Bloom Energy Corporation (NYSE:BE) shares are in the spotlight Monday following a volatile week that included two separate short-seller reports and a wave of analyst commentary.

The Short Reports

Hunterbrook Media published an investigation on July 8 alleging Bloom Energy remains heavily dependent on China for scandium, a critical material used in its fuel cells — despite repeated statements from Bloom management denying any China-dependent supply chain.

The report also questioned whether the company can realistically scale production to its stated goal of 5 gigawatts annually, arguing that level of output would require roughly 220 tons of scandium oxide — close to projected global annual supply.

Bloom Energy pushed back forcefully against the Hunterbrook report, calling its allegations “false and misleading” and reaffirming the integrity of its audited financial statements. The company said it has clear visibility into its supply chain to support 25 gigawatts of annual fuel cell production and is not dependent on China to scale scandium oxide supply for future demand growth.

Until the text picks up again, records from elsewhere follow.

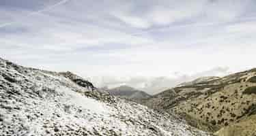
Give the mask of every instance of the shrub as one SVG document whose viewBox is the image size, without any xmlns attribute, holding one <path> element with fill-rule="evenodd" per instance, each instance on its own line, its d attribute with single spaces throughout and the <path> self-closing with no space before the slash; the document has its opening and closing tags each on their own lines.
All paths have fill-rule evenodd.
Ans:
<svg viewBox="0 0 256 136">
<path fill-rule="evenodd" d="M 248 87 L 246 88 L 242 93 L 246 95 L 256 95 L 256 86 Z"/>
<path fill-rule="evenodd" d="M 248 82 L 255 83 L 256 82 L 256 76 L 252 77 L 250 79 L 248 80 Z"/>
</svg>

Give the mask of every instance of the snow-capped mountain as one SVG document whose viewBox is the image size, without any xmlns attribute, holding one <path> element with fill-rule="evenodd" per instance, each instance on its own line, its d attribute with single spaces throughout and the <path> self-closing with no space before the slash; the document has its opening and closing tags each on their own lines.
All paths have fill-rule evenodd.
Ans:
<svg viewBox="0 0 256 136">
<path fill-rule="evenodd" d="M 107 91 L 111 95 L 135 101 L 148 99 L 151 97 L 151 95 L 143 91 L 138 90 L 128 86 L 120 86 L 117 88 L 109 89 Z"/>
<path fill-rule="evenodd" d="M 208 135 L 173 114 L 97 91 L 70 73 L 0 58 L 1 135 Z"/>
</svg>

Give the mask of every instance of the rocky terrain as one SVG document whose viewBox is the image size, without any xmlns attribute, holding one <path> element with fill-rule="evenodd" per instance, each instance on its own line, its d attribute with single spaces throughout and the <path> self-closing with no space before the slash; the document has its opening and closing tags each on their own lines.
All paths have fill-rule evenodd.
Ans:
<svg viewBox="0 0 256 136">
<path fill-rule="evenodd" d="M 98 92 L 71 72 L 27 68 L 2 58 L 0 134 L 209 135 L 172 114 Z"/>
<path fill-rule="evenodd" d="M 256 135 L 256 69 L 182 84 L 145 104 L 217 135 Z"/>
<path fill-rule="evenodd" d="M 141 100 L 148 99 L 151 97 L 151 95 L 143 91 L 136 90 L 128 86 L 121 86 L 119 87 L 109 89 L 107 91 L 111 95 L 137 101 L 140 101 Z"/>
</svg>

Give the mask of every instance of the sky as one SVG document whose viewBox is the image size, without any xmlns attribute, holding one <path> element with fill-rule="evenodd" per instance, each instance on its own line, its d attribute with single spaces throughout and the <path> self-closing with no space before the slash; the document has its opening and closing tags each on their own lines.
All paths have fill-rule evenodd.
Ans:
<svg viewBox="0 0 256 136">
<path fill-rule="evenodd" d="M 256 67 L 255 0 L 1 0 L 0 57 L 156 94 Z"/>
</svg>

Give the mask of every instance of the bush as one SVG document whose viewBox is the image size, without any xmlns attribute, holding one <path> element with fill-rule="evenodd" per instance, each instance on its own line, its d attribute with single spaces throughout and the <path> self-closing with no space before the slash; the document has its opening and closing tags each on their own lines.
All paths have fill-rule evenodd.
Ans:
<svg viewBox="0 0 256 136">
<path fill-rule="evenodd" d="M 256 82 L 256 76 L 252 77 L 249 80 L 248 80 L 248 82 L 252 82 L 252 83 L 255 83 Z"/>
<path fill-rule="evenodd" d="M 246 88 L 242 93 L 246 95 L 256 95 L 256 86 L 248 87 Z"/>
</svg>

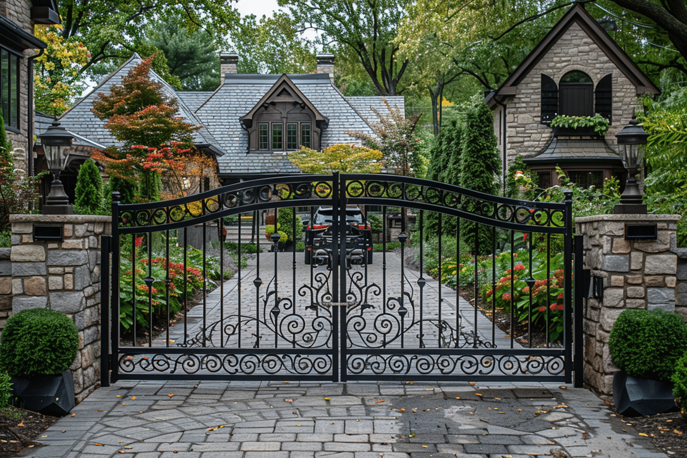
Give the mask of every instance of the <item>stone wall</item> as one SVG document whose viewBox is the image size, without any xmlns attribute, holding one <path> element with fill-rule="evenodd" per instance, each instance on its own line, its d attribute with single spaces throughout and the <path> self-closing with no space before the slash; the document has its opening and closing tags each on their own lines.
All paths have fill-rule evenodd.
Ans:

Separately, Crossroads Capital also disclosed a short position in Bloom Energy last week, expecting a repricing of the shares.

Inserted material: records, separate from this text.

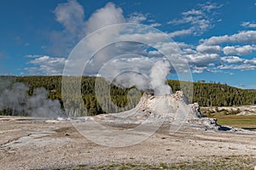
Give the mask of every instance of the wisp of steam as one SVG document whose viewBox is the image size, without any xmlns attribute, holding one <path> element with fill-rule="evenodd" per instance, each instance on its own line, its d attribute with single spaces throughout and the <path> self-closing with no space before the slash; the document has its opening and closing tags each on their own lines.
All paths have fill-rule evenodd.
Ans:
<svg viewBox="0 0 256 170">
<path fill-rule="evenodd" d="M 9 88 L 7 88 L 9 86 Z M 12 116 L 32 116 L 35 117 L 56 118 L 64 116 L 59 100 L 47 98 L 44 88 L 34 88 L 33 95 L 28 96 L 29 88 L 21 82 L 9 85 L 1 82 L 0 111 L 8 110 Z"/>
</svg>

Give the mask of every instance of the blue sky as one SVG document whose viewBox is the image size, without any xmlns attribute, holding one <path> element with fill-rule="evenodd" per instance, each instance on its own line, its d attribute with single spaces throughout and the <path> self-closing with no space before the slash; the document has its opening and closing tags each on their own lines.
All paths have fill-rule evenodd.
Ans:
<svg viewBox="0 0 256 170">
<path fill-rule="evenodd" d="M 132 22 L 172 37 L 194 81 L 256 88 L 255 0 L 2 0 L 0 14 L 2 75 L 61 74 L 84 36 Z"/>
</svg>

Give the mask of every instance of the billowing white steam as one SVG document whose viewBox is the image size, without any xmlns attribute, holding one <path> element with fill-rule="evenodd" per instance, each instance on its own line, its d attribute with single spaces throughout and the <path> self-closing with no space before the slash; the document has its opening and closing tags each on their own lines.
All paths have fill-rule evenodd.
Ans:
<svg viewBox="0 0 256 170">
<path fill-rule="evenodd" d="M 29 88 L 15 82 L 0 94 L 0 110 L 8 110 L 12 115 L 29 115 L 37 117 L 55 118 L 64 114 L 59 100 L 48 99 L 48 91 L 35 88 L 32 96 L 27 95 Z"/>
<path fill-rule="evenodd" d="M 171 65 L 167 60 L 158 60 L 150 71 L 150 82 L 155 95 L 172 93 L 172 88 L 166 83 L 166 77 L 170 73 Z"/>
</svg>

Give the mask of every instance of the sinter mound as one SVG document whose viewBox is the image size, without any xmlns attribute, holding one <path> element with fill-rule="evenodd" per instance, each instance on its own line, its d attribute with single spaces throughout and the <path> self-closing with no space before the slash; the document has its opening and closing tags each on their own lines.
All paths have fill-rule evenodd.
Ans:
<svg viewBox="0 0 256 170">
<path fill-rule="evenodd" d="M 154 95 L 153 92 L 148 91 L 143 94 L 134 109 L 121 113 L 102 114 L 94 116 L 93 119 L 118 124 L 163 122 L 206 130 L 252 133 L 244 129 L 218 125 L 215 118 L 202 117 L 199 105 L 189 104 L 182 91 L 161 96 Z"/>
</svg>

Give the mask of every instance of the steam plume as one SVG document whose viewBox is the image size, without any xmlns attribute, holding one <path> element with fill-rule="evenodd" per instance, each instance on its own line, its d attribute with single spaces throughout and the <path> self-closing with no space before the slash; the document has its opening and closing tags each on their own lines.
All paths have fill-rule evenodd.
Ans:
<svg viewBox="0 0 256 170">
<path fill-rule="evenodd" d="M 15 82 L 0 94 L 0 110 L 8 110 L 13 116 L 28 115 L 37 117 L 55 118 L 64 114 L 58 100 L 48 99 L 48 91 L 35 88 L 32 96 L 27 95 L 29 88 Z"/>
</svg>

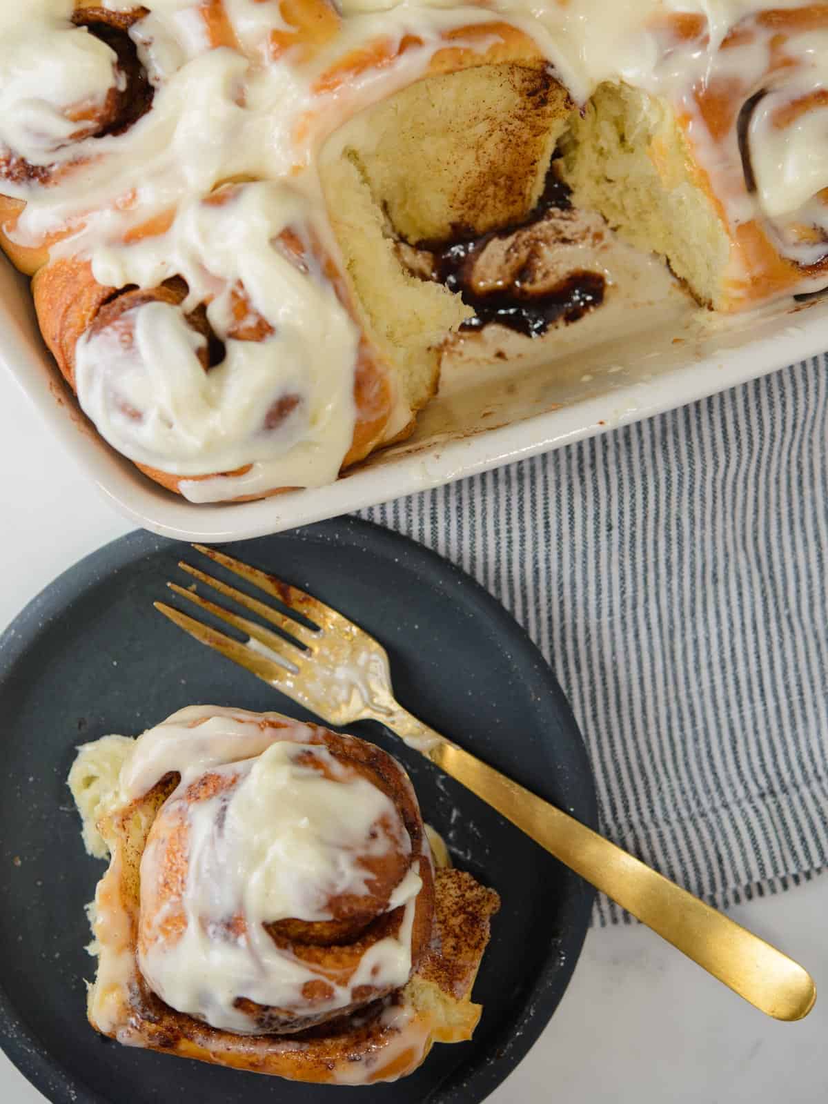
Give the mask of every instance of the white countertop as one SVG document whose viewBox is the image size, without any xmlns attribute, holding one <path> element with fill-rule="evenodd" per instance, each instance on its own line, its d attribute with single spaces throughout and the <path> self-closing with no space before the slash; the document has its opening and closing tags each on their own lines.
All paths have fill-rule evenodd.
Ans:
<svg viewBox="0 0 828 1104">
<path fill-rule="evenodd" d="M 55 575 L 131 528 L 45 437 L 9 383 L 2 380 L 0 403 L 0 628 Z M 802 962 L 828 994 L 826 913 L 826 877 L 733 911 Z M 828 997 L 807 1020 L 776 1023 L 647 930 L 595 930 L 545 1034 L 490 1101 L 822 1104 L 826 1039 Z M 2 1054 L 0 1102 L 43 1102 Z"/>
</svg>

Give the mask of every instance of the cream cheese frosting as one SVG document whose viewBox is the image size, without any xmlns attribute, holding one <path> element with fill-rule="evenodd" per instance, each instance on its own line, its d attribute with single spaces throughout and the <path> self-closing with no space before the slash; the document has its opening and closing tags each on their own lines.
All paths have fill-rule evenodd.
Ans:
<svg viewBox="0 0 828 1104">
<path fill-rule="evenodd" d="M 155 99 L 126 132 L 99 138 L 82 137 L 78 119 L 123 88 L 113 50 L 72 23 L 72 0 L 33 0 L 24 18 L 12 6 L 0 11 L 0 150 L 55 167 L 49 187 L 3 183 L 26 203 L 14 240 L 36 246 L 71 227 L 52 256 L 88 259 L 106 286 L 149 288 L 171 275 L 188 283 L 181 308 L 137 308 L 130 350 L 112 337 L 82 339 L 77 391 L 107 440 L 141 464 L 184 476 L 181 489 L 194 500 L 240 492 L 238 479 L 192 478 L 216 471 L 248 468 L 244 493 L 336 478 L 357 417 L 358 328 L 327 274 L 290 265 L 275 243 L 287 230 L 311 243 L 307 256 L 321 250 L 337 258 L 317 153 L 340 123 L 423 75 L 447 32 L 492 24 L 493 34 L 496 23 L 513 25 L 578 103 L 603 81 L 666 97 L 687 119 L 731 231 L 757 221 L 796 263 L 825 256 L 828 28 L 788 35 L 779 62 L 773 21 L 764 18 L 771 9 L 802 8 L 800 0 L 340 0 L 336 13 L 328 11 L 338 29 L 312 56 L 298 46 L 276 50 L 294 30 L 279 0 L 224 0 L 216 29 L 219 7 L 145 0 L 148 13 L 129 35 Z M 394 56 L 407 39 L 410 47 Z M 320 84 L 338 60 L 378 41 L 393 64 Z M 485 34 L 455 41 L 475 49 L 488 42 Z M 744 102 L 755 97 L 743 149 L 735 127 L 713 132 L 711 97 L 726 86 Z M 205 209 L 204 199 L 227 181 L 246 182 L 240 198 Z M 164 219 L 162 233 L 141 233 Z M 273 330 L 265 340 L 230 333 L 227 305 L 240 284 Z M 804 279 L 803 289 L 813 284 Z M 183 317 L 204 301 L 226 350 L 206 375 L 199 336 Z M 255 412 L 285 394 L 298 396 L 295 410 L 275 432 L 263 432 Z"/>
<path fill-rule="evenodd" d="M 392 849 L 407 870 L 390 893 L 386 911 L 402 909 L 402 922 L 395 933 L 364 951 L 347 981 L 335 984 L 321 974 L 330 994 L 315 1000 L 314 1012 L 348 1007 L 354 991 L 367 985 L 376 990 L 405 985 L 423 884 L 418 862 L 422 856 L 431 861 L 425 842 L 414 853 L 402 817 L 385 793 L 331 755 L 310 728 L 275 719 L 278 726 L 261 724 L 259 714 L 244 710 L 189 707 L 137 741 L 106 736 L 85 745 L 70 779 L 84 816 L 84 838 L 87 846 L 92 841 L 93 853 L 100 854 L 92 818 L 118 815 L 164 776 L 180 776 L 159 813 L 172 825 L 181 820 L 187 832 L 187 877 L 180 900 L 161 874 L 163 834 L 160 840 L 150 837 L 140 874 L 149 935 L 166 932 L 173 910 L 183 913 L 183 931 L 178 940 L 148 940 L 138 965 L 170 1007 L 236 1034 L 261 1031 L 238 1007 L 240 997 L 299 1015 L 307 1011 L 306 987 L 319 984 L 319 970 L 282 949 L 265 924 L 288 917 L 331 920 L 331 900 L 370 892 L 364 860 Z M 189 800 L 190 787 L 205 778 L 216 793 Z M 87 800 L 87 793 L 95 799 Z M 167 887 L 167 904 L 153 913 L 159 884 Z M 105 898 L 99 888 L 96 1007 L 103 1027 L 105 995 L 128 969 L 123 956 L 100 951 L 113 942 L 103 928 L 117 919 L 117 910 Z M 237 938 L 214 937 L 233 916 L 244 916 L 244 932 Z"/>
</svg>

Analyst Consensus & Recent Actions

The stock carries a Buy rating with an average price target of $259.50. Recent analyst moves include:

  • Susquehanna: Positive (Raises Target to $298.00) (July 10)
  • Baird: Outperform (Maintains Target to $310.00) (July 9)
  • Jefferies: Hold (Raises Target to $246.00) (July 6)

Bloom Energy Shares Fall

BE Price Action: At the time of publication, Bloom shares are trading 5.83% lower at $230.34, according to data from Benzinga Pro.